Currently, about 75% of our bus fleet is not performing at the required Euro 6 standard, and a further 25% has had no change. Under direction from the Government, we were required to implement our clean air policy in the shortest possible time, but the failure of their retrofit strategy is putting our compliance at risk. That echoes the point that the hon. Member for North Antrim (Ian Paisley) made about the lack of coherence in the clean air strategy. 

The Government need to commit to clean air solutions fast. I hope that, as a first step, the Minister will welcome the bid that the council is submitting, in conjunction with the South Yorkshire Mayoral Combined Authority, to ZEBRA 2. Further flexibility in the use of our funding from the clean air fund, including drawdown of stretch funding and the potential for additional funding to support electric vehicle roll-out, must also be considered.

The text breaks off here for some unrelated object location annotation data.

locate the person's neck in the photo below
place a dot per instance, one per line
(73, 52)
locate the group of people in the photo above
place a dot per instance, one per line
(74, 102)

However, we understand the pressures on the relatively small funding—it is a problem that it is so small, with £129 million available for the ZEBRA 2 programme—and we know that there are other priorities. 

We recognise that with all ZEBRA bids, the funding provides only a proportion of the cost of vehicles, so co-operation with operators is key. Therefore, I want to reassure the Minister about the close dialogue that is happening with both major operators in Sheffield—First and Stagecoach—and about the relationship that they have with the council. Stagecoach’s managing director was in touch with me before this debate and stressed that Stagecoach is looking at the opportunities provided by ZEBRA 2 to lever in its own investment to provide 65 new electric vehicles on key routes in Sheffield. I know that First is looking at key routes that operate through both Sheffield and Rotherham. 

In summary, reducing bus emissions in Sheffield is key to achieving the legal levels of nitrogen that we want and that the Government require of us as a city. Bus retrofit technology, recommended to us by the Government, has been found to be underperforming; 75% of our fleet, which has had it, is non-compliant, and the other 25% has not been treated at all. We do not have a timescale for when the Government will confirm the findings of their in-depth review of bus retrofit performance, but action is needed urgently. 

Sheffield City Council has delivered all its clean air plan mitigations in the shortest possible time, which I know the Government have welcomed. However, we need Government support for our ZEBRA 2 submission. Further flexibility in the use of funding from the CAF, including the drawdown of stretch funding, will also help. We hope that a wider review of the potential for wider grant funding to upgrade buses in South Yorkshire will also be considered, with the South Yorkshire Mayoral Combined Authority.